Haggle isn't contested, it's versus SD. There can be back and forth as each participant attempts Haggle, but the critical thing is it is not contested.
Why is this critical? If it were contested, then there is always one failure on every Haggle test, meaning the Talent/skill could only ever be used once.
However, it's not contested. When someone "loses," it's just because the Haggle test was successful in that result beat his/her SD. So, it could go back and forth multiple times before someone fails to beat the other's SD. At that point, a Haggle test has failed, and all haggling stops.
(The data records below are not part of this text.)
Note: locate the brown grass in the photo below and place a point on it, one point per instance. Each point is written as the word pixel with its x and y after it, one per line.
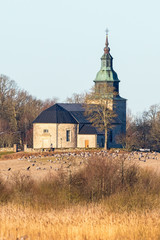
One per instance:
pixel 91 222
pixel 106 199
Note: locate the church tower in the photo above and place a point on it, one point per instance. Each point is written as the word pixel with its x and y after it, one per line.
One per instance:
pixel 107 77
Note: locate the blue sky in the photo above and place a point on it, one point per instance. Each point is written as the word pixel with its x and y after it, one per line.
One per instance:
pixel 53 48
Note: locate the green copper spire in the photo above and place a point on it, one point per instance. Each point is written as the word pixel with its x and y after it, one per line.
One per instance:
pixel 106 72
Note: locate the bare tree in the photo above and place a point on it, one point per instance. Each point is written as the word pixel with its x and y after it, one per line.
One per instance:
pixel 99 108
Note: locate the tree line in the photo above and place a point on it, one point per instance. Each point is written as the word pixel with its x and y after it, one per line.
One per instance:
pixel 143 131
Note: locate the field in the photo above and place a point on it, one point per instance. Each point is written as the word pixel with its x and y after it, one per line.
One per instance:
pixel 83 195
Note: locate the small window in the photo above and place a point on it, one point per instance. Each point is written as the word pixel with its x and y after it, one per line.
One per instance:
pixel 111 136
pixel 68 135
pixel 45 130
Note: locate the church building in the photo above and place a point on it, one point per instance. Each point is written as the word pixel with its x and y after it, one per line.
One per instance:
pixel 65 125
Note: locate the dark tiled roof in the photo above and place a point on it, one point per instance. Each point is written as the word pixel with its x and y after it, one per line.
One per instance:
pixel 72 107
pixel 55 114
pixel 80 117
pixel 89 129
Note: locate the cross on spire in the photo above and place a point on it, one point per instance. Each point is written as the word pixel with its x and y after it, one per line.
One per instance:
pixel 106 49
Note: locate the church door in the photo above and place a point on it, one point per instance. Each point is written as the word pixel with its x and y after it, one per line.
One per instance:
pixel 86 143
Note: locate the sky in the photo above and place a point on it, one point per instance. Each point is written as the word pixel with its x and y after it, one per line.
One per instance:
pixel 52 48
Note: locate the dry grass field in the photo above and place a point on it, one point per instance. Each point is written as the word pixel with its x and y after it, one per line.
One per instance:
pixel 42 211
pixel 78 223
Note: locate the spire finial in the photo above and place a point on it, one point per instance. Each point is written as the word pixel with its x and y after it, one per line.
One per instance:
pixel 106 49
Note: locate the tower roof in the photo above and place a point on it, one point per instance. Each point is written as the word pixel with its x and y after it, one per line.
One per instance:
pixel 106 72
The end mechanic is kinda weird. Basically, someone with HORRIBLE Haggle (is it a default skill?) can immediately shut down pricing discussion on purpose just by making their terrible roll out of the gate. The result is that a total Haggling God looks at his Rank 15 Haggle, sighs, and says "ok, Standard price it is." From a perspective of a player doing this, it falls under one of the two fundamental principles every table should live by: "don't be a d*ck." From a NPC perspective, its problematic. If a PC attempts to Haggle, it only makes sense for the NPC to try as well, even if the NPC sucks at it. So, what could've ended up with an awesome 50% discount with your PC's Rank 10 in Haggle stops at 5% because the inept counter-proposal from the vendor fails.
It makes more sense to me that each side can Haggle until THEY fail, at which point THEY cannot Haggle further. Haggle Rank 10 guy can then still get the potential 50% change regardless of the ineptitude of the vendor.